30-day roadmap to learn Python up to an intermediate level Week 1: Python Basics *Day 1-2:* - Learn about Python, its syntax, and how to install Python on your computer. - Write your first "Hello, World!" program. - Understand variables and data types (integers, floats, strings). *Day 3-4:* - Explore basic operations (arithmetic, string concatenation). - Learn about user input and how to use the input() function. - Practice creating and using variables. *Day 5-7:* - Dive into control flow with if statements, else statements, and loops (for and while). - Work on simple programs that involve conditions and loops. Week 2: Functions and Modules *Day 8-9:* - Study functions and how to define your own functions using def. - Learn about function arguments and return values. *Day 10-12:* - Explore built-in functions and libraries (e.g., len(), random, math). - Understand how to import modules and use their functions. *Day 13-14:* - Practice writing functions for common tasks. - Create a small project that utilizes functions and modules. Week 3: Data Structures *Day 15-17:* - Learn about lists and their operations (slicing, appending, removing). - Understand how to work with lists of different data types. *Day 18-19:* - Study dictionaries and their key-value pairs. - Practice manipulating dictionary data. *Day 20-21:* - Explore tuples and sets. - Understand when and how to use each data structure.
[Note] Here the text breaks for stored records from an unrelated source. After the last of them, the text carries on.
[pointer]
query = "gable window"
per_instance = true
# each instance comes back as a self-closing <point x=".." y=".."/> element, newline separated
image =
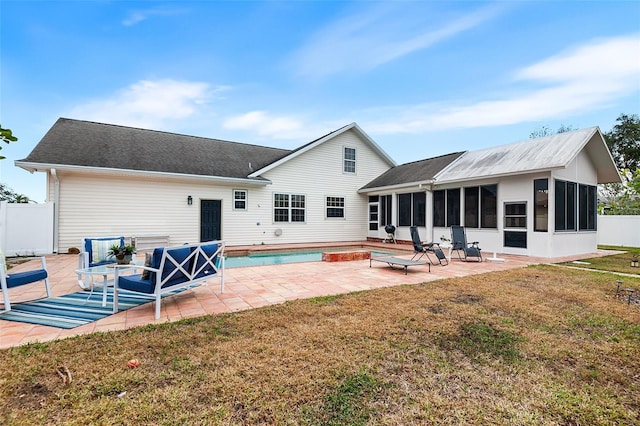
<point x="335" y="206"/>
<point x="480" y="206"/>
<point x="412" y="209"/>
<point x="240" y="199"/>
<point x="289" y="208"/>
<point x="349" y="160"/>
<point x="587" y="202"/>
<point x="565" y="198"/>
<point x="541" y="206"/>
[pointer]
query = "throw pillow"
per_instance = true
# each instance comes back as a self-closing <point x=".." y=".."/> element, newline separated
<point x="147" y="262"/>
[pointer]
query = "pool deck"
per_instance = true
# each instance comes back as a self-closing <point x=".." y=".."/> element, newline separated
<point x="250" y="287"/>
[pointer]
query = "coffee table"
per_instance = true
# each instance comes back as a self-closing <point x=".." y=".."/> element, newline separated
<point x="105" y="271"/>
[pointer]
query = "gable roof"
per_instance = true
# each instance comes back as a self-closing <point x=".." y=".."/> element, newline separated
<point x="412" y="174"/>
<point x="88" y="144"/>
<point x="304" y="148"/>
<point x="541" y="154"/>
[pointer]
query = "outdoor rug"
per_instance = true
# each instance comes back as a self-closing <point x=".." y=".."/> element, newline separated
<point x="75" y="309"/>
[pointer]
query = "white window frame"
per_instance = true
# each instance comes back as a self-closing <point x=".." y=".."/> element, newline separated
<point x="349" y="161"/>
<point x="515" y="216"/>
<point x="245" y="200"/>
<point x="291" y="205"/>
<point x="333" y="199"/>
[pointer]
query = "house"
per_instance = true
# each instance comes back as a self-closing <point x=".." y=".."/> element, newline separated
<point x="536" y="197"/>
<point x="113" y="180"/>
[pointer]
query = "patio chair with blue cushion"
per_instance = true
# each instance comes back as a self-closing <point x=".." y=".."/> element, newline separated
<point x="465" y="250"/>
<point x="16" y="279"/>
<point x="421" y="248"/>
<point x="95" y="252"/>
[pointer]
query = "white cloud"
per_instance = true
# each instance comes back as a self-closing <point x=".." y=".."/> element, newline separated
<point x="268" y="125"/>
<point x="380" y="35"/>
<point x="137" y="16"/>
<point x="149" y="104"/>
<point x="579" y="80"/>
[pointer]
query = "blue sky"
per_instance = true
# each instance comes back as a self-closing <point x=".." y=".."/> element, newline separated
<point x="421" y="78"/>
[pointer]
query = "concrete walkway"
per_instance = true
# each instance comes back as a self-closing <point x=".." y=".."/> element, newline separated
<point x="247" y="287"/>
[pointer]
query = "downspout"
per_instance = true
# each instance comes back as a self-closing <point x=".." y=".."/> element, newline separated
<point x="56" y="209"/>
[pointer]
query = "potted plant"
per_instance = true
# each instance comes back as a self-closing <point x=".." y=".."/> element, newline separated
<point x="123" y="254"/>
<point x="445" y="242"/>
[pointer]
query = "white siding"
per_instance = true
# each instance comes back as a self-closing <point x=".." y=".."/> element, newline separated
<point x="101" y="205"/>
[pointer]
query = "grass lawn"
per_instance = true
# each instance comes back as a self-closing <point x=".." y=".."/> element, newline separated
<point x="618" y="263"/>
<point x="539" y="345"/>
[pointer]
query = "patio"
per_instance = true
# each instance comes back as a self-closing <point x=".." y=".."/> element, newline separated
<point x="247" y="287"/>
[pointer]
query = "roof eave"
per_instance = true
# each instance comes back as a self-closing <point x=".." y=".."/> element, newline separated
<point x="41" y="167"/>
<point x="396" y="187"/>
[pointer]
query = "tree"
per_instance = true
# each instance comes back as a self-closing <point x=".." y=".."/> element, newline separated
<point x="624" y="142"/>
<point x="543" y="131"/>
<point x="6" y="136"/>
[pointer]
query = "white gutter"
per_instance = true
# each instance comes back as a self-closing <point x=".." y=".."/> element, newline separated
<point x="56" y="209"/>
<point x="35" y="167"/>
<point x="427" y="184"/>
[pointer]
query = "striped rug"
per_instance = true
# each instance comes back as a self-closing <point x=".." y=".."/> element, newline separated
<point x="75" y="309"/>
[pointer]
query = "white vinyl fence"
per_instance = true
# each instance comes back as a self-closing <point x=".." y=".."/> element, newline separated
<point x="26" y="229"/>
<point x="619" y="230"/>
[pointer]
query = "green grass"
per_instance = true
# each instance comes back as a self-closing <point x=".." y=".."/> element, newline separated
<point x="616" y="263"/>
<point x="533" y="346"/>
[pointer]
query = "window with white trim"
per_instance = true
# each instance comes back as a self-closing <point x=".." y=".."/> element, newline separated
<point x="289" y="208"/>
<point x="335" y="207"/>
<point x="349" y="155"/>
<point x="240" y="199"/>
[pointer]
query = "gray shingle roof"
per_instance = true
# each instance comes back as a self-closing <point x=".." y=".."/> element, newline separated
<point x="84" y="143"/>
<point x="414" y="172"/>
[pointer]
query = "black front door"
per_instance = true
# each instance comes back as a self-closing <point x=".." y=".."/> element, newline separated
<point x="210" y="220"/>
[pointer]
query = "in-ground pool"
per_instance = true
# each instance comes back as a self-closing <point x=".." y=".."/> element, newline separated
<point x="279" y="258"/>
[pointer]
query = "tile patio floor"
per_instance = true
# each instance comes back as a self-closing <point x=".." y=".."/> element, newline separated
<point x="246" y="288"/>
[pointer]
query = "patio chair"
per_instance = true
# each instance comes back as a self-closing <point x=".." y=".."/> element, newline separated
<point x="420" y="249"/>
<point x="16" y="279"/>
<point x="95" y="252"/>
<point x="461" y="247"/>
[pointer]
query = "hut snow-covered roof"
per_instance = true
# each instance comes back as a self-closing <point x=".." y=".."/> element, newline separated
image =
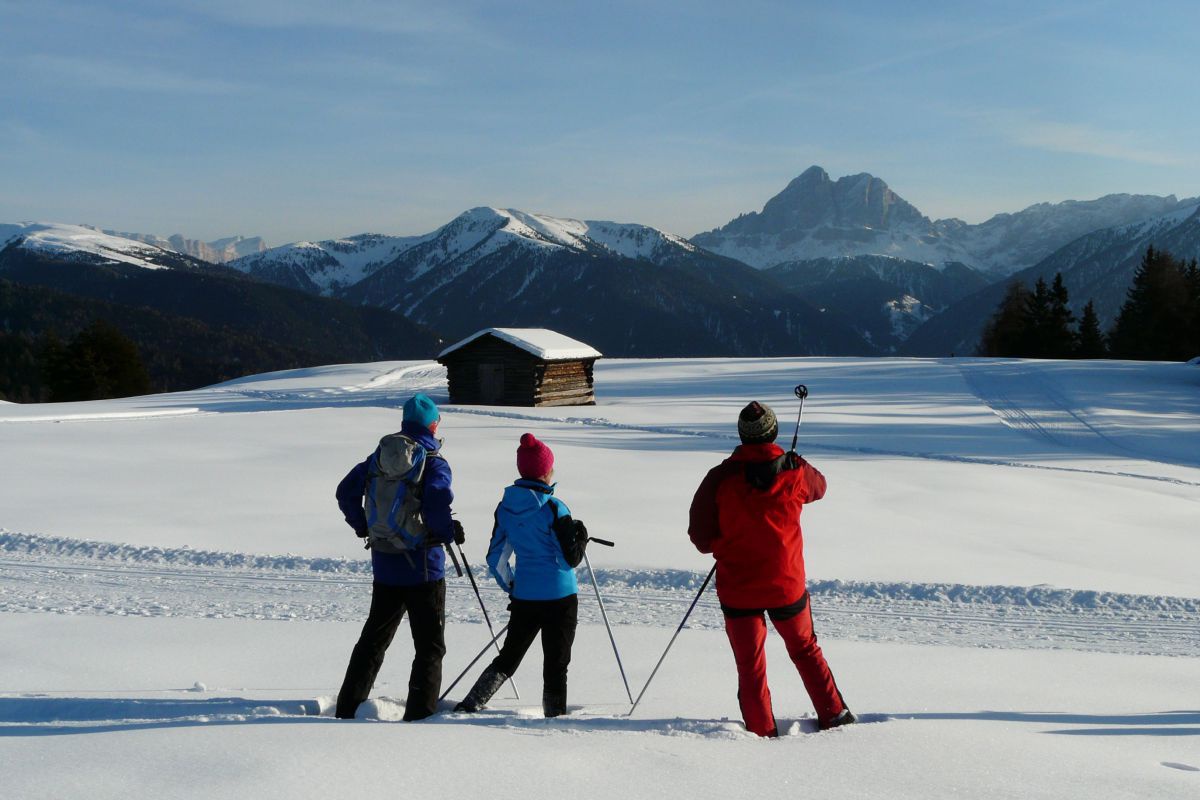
<point x="539" y="342"/>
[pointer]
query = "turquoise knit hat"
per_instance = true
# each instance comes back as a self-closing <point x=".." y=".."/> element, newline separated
<point x="421" y="410"/>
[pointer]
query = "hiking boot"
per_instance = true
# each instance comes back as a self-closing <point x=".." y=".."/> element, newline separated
<point x="845" y="717"/>
<point x="553" y="704"/>
<point x="487" y="685"/>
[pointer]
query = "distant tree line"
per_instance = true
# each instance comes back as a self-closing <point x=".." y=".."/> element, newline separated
<point x="96" y="364"/>
<point x="1158" y="322"/>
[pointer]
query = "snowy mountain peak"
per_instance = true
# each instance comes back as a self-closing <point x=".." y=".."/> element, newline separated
<point x="817" y="217"/>
<point x="220" y="251"/>
<point x="84" y="244"/>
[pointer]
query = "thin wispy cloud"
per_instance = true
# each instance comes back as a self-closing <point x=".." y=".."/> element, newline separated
<point x="364" y="16"/>
<point x="1087" y="140"/>
<point x="1031" y="131"/>
<point x="102" y="73"/>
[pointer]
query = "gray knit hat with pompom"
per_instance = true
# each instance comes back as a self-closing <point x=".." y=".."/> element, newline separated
<point x="757" y="423"/>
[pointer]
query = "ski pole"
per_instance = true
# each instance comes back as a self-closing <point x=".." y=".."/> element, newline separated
<point x="463" y="673"/>
<point x="484" y="608"/>
<point x="682" y="623"/>
<point x="605" y="615"/>
<point x="456" y="567"/>
<point x="802" y="391"/>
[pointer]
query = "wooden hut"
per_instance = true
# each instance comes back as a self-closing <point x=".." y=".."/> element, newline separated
<point x="520" y="366"/>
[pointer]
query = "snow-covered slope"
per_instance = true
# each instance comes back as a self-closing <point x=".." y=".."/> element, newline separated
<point x="1008" y="242"/>
<point x="325" y="266"/>
<point x="83" y="244"/>
<point x="215" y="252"/>
<point x="625" y="289"/>
<point x="1098" y="266"/>
<point x="331" y="266"/>
<point x="816" y="217"/>
<point x="1002" y="576"/>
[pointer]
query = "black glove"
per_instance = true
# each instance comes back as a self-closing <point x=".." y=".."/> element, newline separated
<point x="573" y="537"/>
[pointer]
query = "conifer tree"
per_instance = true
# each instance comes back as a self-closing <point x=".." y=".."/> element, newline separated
<point x="1061" y="340"/>
<point x="1155" y="322"/>
<point x="1038" y="332"/>
<point x="1091" y="338"/>
<point x="1006" y="332"/>
<point x="97" y="364"/>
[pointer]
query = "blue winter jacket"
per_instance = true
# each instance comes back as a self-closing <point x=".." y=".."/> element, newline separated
<point x="420" y="566"/>
<point x="525" y="523"/>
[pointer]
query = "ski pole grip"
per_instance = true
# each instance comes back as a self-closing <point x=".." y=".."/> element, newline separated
<point x="454" y="558"/>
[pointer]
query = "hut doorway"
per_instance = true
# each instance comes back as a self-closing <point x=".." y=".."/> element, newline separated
<point x="491" y="383"/>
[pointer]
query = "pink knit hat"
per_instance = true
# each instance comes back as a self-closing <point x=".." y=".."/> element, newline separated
<point x="534" y="458"/>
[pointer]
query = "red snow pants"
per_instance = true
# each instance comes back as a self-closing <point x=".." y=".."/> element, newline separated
<point x="748" y="636"/>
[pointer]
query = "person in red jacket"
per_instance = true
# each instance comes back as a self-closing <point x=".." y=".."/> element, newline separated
<point x="747" y="513"/>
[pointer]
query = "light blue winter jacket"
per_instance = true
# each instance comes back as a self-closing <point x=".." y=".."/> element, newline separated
<point x="523" y="527"/>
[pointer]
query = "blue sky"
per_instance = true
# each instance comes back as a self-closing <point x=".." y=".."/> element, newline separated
<point x="307" y="119"/>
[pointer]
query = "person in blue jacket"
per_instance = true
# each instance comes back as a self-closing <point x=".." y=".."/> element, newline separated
<point x="412" y="581"/>
<point x="549" y="543"/>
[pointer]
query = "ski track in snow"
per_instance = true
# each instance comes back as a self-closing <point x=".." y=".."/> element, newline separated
<point x="67" y="576"/>
<point x="815" y="445"/>
<point x="1061" y="426"/>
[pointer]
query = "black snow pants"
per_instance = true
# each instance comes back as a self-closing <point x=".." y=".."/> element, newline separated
<point x="556" y="620"/>
<point x="426" y="606"/>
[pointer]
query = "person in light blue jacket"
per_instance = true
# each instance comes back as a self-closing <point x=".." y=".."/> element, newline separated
<point x="537" y="528"/>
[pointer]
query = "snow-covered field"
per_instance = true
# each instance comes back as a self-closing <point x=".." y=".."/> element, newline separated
<point x="1003" y="576"/>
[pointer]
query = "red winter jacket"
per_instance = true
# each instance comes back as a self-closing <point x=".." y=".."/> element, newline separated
<point x="755" y="533"/>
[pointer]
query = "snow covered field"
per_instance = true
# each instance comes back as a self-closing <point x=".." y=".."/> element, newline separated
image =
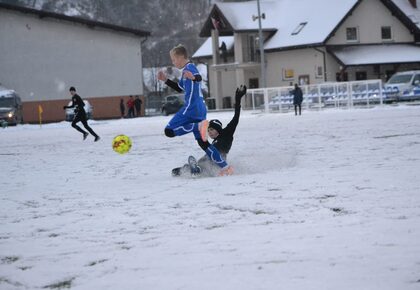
<point x="328" y="200"/>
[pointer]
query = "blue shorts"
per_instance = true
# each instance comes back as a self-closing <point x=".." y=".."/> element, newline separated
<point x="182" y="125"/>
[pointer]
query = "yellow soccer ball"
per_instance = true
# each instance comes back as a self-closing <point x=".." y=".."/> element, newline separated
<point x="121" y="144"/>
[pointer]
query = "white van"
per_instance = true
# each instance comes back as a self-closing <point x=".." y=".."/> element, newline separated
<point x="10" y="107"/>
<point x="403" y="86"/>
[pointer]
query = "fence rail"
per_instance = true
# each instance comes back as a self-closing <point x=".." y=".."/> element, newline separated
<point x="334" y="95"/>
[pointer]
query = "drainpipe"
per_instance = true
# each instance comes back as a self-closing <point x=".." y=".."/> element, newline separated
<point x="324" y="61"/>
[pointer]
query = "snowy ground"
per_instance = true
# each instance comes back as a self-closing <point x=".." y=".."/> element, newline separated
<point x="328" y="200"/>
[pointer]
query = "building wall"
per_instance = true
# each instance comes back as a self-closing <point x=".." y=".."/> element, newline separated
<point x="42" y="57"/>
<point x="103" y="108"/>
<point x="302" y="61"/>
<point x="369" y="17"/>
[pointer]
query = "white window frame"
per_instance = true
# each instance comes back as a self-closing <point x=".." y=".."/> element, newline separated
<point x="357" y="34"/>
<point x="387" y="39"/>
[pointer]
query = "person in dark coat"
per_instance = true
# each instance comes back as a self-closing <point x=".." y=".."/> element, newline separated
<point x="130" y="106"/>
<point x="122" y="108"/>
<point x="137" y="105"/>
<point x="297" y="98"/>
<point x="80" y="114"/>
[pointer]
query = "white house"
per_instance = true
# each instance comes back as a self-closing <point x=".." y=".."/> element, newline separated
<point x="42" y="54"/>
<point x="307" y="42"/>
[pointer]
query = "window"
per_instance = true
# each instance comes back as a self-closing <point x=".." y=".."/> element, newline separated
<point x="352" y="34"/>
<point x="342" y="77"/>
<point x="253" y="83"/>
<point x="319" y="72"/>
<point x="386" y="33"/>
<point x="361" y="76"/>
<point x="416" y="80"/>
<point x="251" y="49"/>
<point x="299" y="28"/>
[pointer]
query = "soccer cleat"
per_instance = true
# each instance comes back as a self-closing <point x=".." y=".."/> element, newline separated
<point x="194" y="168"/>
<point x="226" y="171"/>
<point x="203" y="126"/>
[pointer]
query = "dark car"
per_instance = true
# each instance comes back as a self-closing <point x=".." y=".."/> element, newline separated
<point x="10" y="107"/>
<point x="172" y="104"/>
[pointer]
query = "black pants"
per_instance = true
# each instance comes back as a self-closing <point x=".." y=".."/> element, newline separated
<point x="81" y="117"/>
<point x="300" y="108"/>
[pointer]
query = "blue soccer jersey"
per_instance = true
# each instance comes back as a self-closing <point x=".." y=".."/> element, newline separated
<point x="194" y="106"/>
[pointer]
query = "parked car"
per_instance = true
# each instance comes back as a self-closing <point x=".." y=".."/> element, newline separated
<point x="10" y="107"/>
<point x="70" y="112"/>
<point x="401" y="85"/>
<point x="172" y="104"/>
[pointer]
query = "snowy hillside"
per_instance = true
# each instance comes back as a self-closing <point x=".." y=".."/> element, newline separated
<point x="328" y="200"/>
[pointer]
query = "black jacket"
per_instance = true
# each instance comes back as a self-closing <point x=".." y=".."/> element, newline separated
<point x="224" y="141"/>
<point x="77" y="104"/>
<point x="297" y="96"/>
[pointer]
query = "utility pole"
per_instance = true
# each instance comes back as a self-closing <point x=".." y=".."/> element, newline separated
<point x="261" y="40"/>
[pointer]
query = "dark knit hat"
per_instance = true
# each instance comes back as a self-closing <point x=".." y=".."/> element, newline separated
<point x="216" y="125"/>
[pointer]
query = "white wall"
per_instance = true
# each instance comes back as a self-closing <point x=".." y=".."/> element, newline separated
<point x="369" y="17"/>
<point x="42" y="58"/>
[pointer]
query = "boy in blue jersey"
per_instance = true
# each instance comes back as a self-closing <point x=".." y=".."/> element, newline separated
<point x="191" y="118"/>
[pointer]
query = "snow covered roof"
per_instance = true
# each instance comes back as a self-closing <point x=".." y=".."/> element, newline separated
<point x="87" y="22"/>
<point x="285" y="17"/>
<point x="412" y="13"/>
<point x="377" y="54"/>
<point x="206" y="49"/>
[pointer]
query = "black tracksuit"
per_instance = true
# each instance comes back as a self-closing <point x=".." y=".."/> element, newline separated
<point x="80" y="115"/>
<point x="223" y="143"/>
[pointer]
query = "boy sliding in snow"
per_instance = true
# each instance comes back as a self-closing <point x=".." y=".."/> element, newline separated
<point x="192" y="115"/>
<point x="222" y="140"/>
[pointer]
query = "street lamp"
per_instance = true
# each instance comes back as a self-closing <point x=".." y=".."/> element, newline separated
<point x="261" y="40"/>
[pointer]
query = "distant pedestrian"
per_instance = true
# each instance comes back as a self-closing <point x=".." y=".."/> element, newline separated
<point x="137" y="105"/>
<point x="80" y="114"/>
<point x="122" y="108"/>
<point x="130" y="106"/>
<point x="297" y="99"/>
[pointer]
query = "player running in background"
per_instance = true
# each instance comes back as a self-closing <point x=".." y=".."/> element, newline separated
<point x="80" y="114"/>
<point x="222" y="140"/>
<point x="191" y="117"/>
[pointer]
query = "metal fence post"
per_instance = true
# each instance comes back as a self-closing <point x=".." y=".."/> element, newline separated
<point x="266" y="105"/>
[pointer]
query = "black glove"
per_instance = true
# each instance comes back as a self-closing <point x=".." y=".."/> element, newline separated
<point x="240" y="92"/>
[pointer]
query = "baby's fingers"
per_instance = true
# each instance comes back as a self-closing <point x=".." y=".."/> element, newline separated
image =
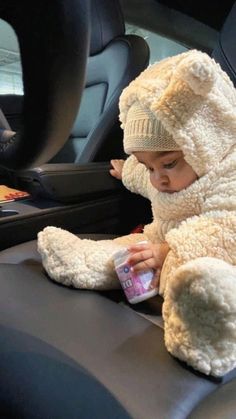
<point x="140" y="256"/>
<point x="156" y="279"/>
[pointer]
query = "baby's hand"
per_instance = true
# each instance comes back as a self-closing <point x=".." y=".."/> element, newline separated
<point x="116" y="171"/>
<point x="148" y="256"/>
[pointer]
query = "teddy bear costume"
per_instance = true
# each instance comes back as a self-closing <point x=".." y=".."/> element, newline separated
<point x="195" y="101"/>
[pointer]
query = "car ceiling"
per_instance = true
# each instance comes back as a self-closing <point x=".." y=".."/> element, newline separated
<point x="211" y="13"/>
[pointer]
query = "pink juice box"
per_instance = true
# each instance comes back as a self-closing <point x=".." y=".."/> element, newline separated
<point x="136" y="286"/>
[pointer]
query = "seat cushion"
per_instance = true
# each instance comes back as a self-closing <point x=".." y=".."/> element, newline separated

Week 4: Intermediate Topics *Day 22-23:* - Study file handling and how to read/write files in Python. - Work on projects involving file operations. *Day 24-26:* - Learn about exceptions and error handling. - Explore object-oriented programming (classes and objects). *Day 27-28:* - Dive into more advanced topics like list comprehensions and generators. - Study Python's built-in libraries for web development (e.g., requests). *Day 29-30:* - Explore additional libraries and frameworks relevant to your interests (e.g., NumPy for data analysis, Flask for web development, or Pygame for game development). - Work on a more complex project that combines your knowledge from the past weeks. Throughout the 30 days, practice coding daily, and don't hesitate to explore Python's documentation and online resources for additional help. Learning Python is a dynamic process, so adapt the roadmap based on your progress and interests. Good luck with your Python journey!